# Buying Seeds Online???(good idea or Bad)???



## Smoking1 (Oct 12, 2006)

How's everbody doing,
I ran out of seeds and am looking on the internet. I must have found 1,000 sites that sell seeds. My buddy tried buying seeds 1 time over the internet and they sent him a letter saying its against the law to have seeds in your country (united states) and they kept his money. I can't afford to send any money to people who are just going to keep it and send me a letter stating something I already know. I just wanted to know if anyone lives in the united states and recieved seeds before and feel the seeds distributor is trustworthy. If you know of a seed dealer please let me know who and whats the address online... 
Thanks.....


----------



## ninfan77 (Oct 13, 2006)

www.drchronic.com

www.hightimes.com (seeds)

And the letter he got was from customs.


----------



## THE BROTHER'S GRUNT (Oct 13, 2006)

*Or you can try the following:*

*www.peakseeds.com*

*www.seedboutique.com *


----------



## Smoking1 (Oct 13, 2006)

So let me ask you guys that posted these few sites. Have you recieved seeds from these sites or do you know of people in the united states that recieved seeds from these sites?

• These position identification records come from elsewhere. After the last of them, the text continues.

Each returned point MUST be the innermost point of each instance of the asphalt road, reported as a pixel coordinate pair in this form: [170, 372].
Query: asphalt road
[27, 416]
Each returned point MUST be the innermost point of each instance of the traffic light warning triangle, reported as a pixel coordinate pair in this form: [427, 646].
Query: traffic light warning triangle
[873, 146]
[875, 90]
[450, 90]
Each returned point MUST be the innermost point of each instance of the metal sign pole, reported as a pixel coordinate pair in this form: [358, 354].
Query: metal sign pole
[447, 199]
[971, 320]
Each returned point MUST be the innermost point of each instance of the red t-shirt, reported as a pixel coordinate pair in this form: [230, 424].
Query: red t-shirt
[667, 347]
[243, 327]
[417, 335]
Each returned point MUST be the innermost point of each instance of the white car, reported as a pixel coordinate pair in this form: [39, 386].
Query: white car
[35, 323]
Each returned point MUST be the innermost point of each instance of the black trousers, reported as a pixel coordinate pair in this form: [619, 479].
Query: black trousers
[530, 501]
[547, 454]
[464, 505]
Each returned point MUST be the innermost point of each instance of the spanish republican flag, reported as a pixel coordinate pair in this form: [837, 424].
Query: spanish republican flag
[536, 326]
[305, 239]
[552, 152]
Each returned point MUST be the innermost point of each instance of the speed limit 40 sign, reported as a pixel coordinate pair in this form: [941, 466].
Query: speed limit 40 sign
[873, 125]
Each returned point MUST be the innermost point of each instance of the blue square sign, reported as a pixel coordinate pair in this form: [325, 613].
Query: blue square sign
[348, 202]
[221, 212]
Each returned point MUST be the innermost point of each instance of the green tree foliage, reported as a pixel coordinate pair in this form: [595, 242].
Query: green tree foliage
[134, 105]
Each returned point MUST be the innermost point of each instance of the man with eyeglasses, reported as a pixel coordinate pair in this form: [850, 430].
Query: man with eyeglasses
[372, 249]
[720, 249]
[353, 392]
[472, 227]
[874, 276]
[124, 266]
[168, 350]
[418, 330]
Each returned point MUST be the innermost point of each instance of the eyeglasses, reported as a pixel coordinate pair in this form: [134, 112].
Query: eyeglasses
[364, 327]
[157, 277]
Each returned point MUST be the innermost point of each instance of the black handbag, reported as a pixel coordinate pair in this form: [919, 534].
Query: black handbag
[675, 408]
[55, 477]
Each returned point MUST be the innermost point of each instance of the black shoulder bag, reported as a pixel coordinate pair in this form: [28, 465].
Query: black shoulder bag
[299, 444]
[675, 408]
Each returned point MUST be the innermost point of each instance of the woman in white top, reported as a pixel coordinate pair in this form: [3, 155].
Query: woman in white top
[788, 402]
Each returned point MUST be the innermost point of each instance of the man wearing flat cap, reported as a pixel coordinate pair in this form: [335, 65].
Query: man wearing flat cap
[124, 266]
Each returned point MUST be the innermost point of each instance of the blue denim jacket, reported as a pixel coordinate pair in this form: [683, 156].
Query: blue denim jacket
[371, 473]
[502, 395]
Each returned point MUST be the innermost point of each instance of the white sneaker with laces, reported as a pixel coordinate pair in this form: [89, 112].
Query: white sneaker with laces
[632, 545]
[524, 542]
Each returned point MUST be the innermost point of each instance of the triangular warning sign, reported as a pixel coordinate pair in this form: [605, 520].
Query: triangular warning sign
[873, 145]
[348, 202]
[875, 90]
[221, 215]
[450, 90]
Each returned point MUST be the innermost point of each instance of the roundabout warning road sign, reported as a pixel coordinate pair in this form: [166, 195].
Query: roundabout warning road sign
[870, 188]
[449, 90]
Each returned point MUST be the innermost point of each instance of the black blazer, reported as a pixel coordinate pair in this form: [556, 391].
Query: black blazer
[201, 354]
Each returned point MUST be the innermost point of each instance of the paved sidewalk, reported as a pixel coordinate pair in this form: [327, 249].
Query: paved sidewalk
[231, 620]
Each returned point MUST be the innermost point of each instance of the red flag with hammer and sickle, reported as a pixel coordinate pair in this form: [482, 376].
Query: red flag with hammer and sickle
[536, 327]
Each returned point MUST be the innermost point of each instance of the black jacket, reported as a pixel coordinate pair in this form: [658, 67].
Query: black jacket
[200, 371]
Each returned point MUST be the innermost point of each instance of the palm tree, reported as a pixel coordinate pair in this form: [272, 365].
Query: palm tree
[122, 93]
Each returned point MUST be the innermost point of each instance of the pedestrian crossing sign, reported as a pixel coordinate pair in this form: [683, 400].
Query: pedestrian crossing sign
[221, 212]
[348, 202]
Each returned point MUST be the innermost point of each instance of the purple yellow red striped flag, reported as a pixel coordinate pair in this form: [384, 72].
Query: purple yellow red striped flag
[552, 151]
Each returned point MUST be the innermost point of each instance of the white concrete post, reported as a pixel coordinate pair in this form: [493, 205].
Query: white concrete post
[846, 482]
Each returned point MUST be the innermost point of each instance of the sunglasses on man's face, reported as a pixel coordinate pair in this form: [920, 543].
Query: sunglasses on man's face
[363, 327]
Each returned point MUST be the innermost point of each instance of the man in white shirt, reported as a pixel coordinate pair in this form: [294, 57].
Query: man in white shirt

I found 1,000 sites with seeds and these are a few ( BUT ) I need to know if these sites ship to the US? 
Thanks again guys....
             Smoking1


----------



## Milk Man (Oct 13, 2006)

Here ya go www.peakseeds.com not a whole lot of strains,  But very nice try the northernberry or northern skunk , they are totally legit may take a week or 2, but stealth shipping and good product. Although buying seeds in da land of the free is illegal  it does not come to much if they a intercepted. Just a love letter that says they took yer product.


 DA MILKMAN


----------



## THE BROTHER'S GRUNT (Oct 13, 2006)

Smoking1 said:
			
		

> So let me ask you guys that posted these few sites. Have you recieved seeds from these sites or do you know of people in the united states that recieved seeds from these sites? I found 1,000 sites with seeds and these are a few ( BUT ) I need to know if these sites ship to the US?
> Thanks again guys....
> Smoking1


*Yes we have received seeds from both sites listed above Smoking1. *


----------



## JD466US (Oct 13, 2006)

Ordered mine through the good Dr. and arrived yesterday  . Took 9 days to get here in the states. White Widow, I am looking forward to get them going.


----------



## shadoed (Oct 14, 2006)

I've been checking out Gypsy Nirvana's Seed Boutique for some White Widow and have seen prices range from US$15 to over $50(different breeder) for non-feminized 10-packs. What's the difference between these?


----------



## Mutt (Oct 14, 2006)

Nirvana Seeds IMHO are f2's they "claim" f1 but I've had phenos all over the place except on there more "pure" strains. Only there hybrids have I had this.
but for 15 bucks a pack, I am not dissappointed by no means.
You will notice better results with the $50 packs. but if your first grow I'd recommend the Nirvana line. 
I've had 100% germ rate with the nirvana seed line. 
My NL Pure I got from em. I had 100% fem. rate. (8 outa 8 still got 2 left) Which made me ecstatic. 
I got my seeds from gypsy no problem.


----------



## shadoed (Oct 14, 2006)

Mutt said:
			
		

> Nirvana Seeds IMHO are f2's they "claim" f1 but I've had phenos all over the place except on there more "pure" strains. Only there hybrids have I had this.
> but for 15 bucks a pack, I am not dissappointed by no means.
> You will notice better results with the $50 packs. but if your first grow I'd recommend the Nirvana line.
> I've had 100% germ rate with the nirvana seed line.
> ...


 
OK, so it sounds like F1s will be more stable or predictable than F2s? I'm gonna go with the $15 packs I think. Hell, for that price it doesn't look like you can go wrong. Thanks for the info, Mutt.


----------